Le Liban importe plus de 80 % de ses besoins alimentaires. Cette dépendance chronique s’est accentuée depuis l’effondrement économique de 2019, exacerbée par la dépréciation de la livre, les perturbations logistiques régionales, et la crise du port de Beyrouth. Dans le contexte des tensions actuelles, aggravées par les frappes israéliennes et les blocages des principaux axes de transport, la question de la souveraineté alimentaire s’impose à nouveau dans le débat public. Cet article examine les ressorts de cette dépendance, les obstacles à une relocalisation partielle de la production, et les leviers dont dispose encore le Liban pour rétablir une forme de sécurité alimentaire.
Une dépendance structurelle amplifiée par la crise
Depuis des décennies, le Liban a construit son modèle de consommation sur l’importation massive de produits agricoles, de céréales, et de produits transformés. Cette logique a été favorisée par une politique de change favorable aux importateurs et une absence quasi-totale de soutien à la production locale.
Depuis 2020, la montée des prix mondiaux, les restrictions sur les crédits bancaires à l’importation, et la baisse du pouvoir d’achat ont révélé les failles de ce modèle. Plusieurs ruptures de stock ont été signalées ces dernières années, notamment sur les produits de première nécessité comme la farine, l’huile ou les produits laitiers.
La récente paralysie du port de Beyrouth, consécutive à une série de frappes aériennes israéliennes dans la région, réactive la vulnérabilité logistique du pays. Le report vers les ports secondaires, comme celui de Tripoli, n’a pas permis d’absorber la totalité du trafic, aggravant les délais de livraison et les hausses de prix.
Le paradoxe agricole libanais
Le Liban dispose d’une diversité agro-climatique exceptionnelle, d’un savoir-faire paysan transmis sur plusieurs générations, et d’un potentiel de production vivrière sous-utilisé. Pourtant, la part de l’agriculture dans le PIB reste inférieure à 4 %, et la superficie cultivée continue de diminuer.
Les causes sont multiples : fragmentation des terres, coût élevé des intrants, absence de politiques agricoles cohérentes, marginalisation du secteur rural dans les politiques publiques. Les jeunes agriculteurs manquent de soutien, les réseaux de distribution restent dominés par des acteurs commerciaux centrés sur l’import, et les marchés locaux sont saturés par la concurrence étrangère.
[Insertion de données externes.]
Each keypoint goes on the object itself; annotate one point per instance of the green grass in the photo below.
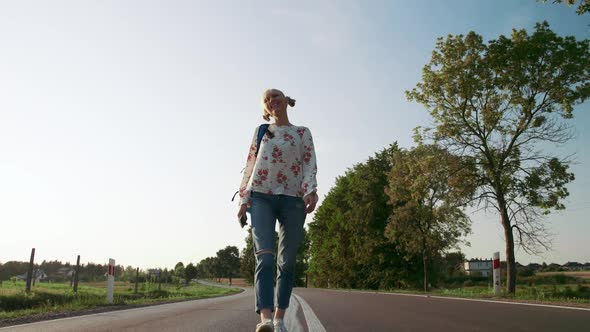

Cette situation empêche toute montée en puissance rapide d’une agriculture nationale de substitution. Le discours sur la souveraineté alimentaire se heurte à l’absence de stratégie d’ensemble, au manque d’investissement public, et à l’émiettement des initiatives privées.
Initiatives locales et résilience communautaire
Face aux carences de l’État, plusieurs acteurs locaux ont tenté de relancer une production agricole de proximité. Des coopératives rurales se sont restructurées, des ONG ont soutenu la distribution de semences, et des projets pilotes de permaculture ont émergé dans la Békaa, le Akkar ou le Sud.
Ces dynamiques sont importantes mais encore marginales. Leur effet reste localisé, souvent dépendant de financements extérieurs, et ne permet pas une substitution à grande échelle. Toutefois, elles participent à redessiner les contours d’une souveraineté alimentaire communautaire, fondée sur l’autonomie des villages, la réactivation de circuits courts, et une prise de conscience écologique accrue.
Certaines collectivités locales ont également expérimenté des marchés paysans, des banques de semences ou des politiques de soutien au foncier agricole. Ces expériences, bien que limitées, montrent qu’une stratégie de résilience alimentaire est possible à l’échelle territoriale.
Les leviers institutionnels encore disponibles
Le ministère de l’Agriculture reste faiblement doté en moyens, mais pourrait jouer un rôle d’impulsion dans une politique de reconquête alimentaire. Un recensement des terres cultivables, une aide ciblée à l’irrigation, ou une réforme du régime foncier agricole pourraient rapidement produire des effets structurants.
La Banque centrale pourrait également revoir ses priorités en matière de subventions, en orientant une part des crédits vers la production agricole locale plutôt que vers l’importation massive. Une coordination avec les syndicats agricoles et les universités spécialisées permettrait aussi de réarticuler les savoirs, les besoins et les ressources disponibles.
La souveraineté alimentaire au Liban ne peut reposer uniquement sur les marchés mondiaux. Elle nécessite une réorientation des priorités, une redéfinition du rôle de l’État, et une mobilisation collective autour d’un nouveau modèle agricole.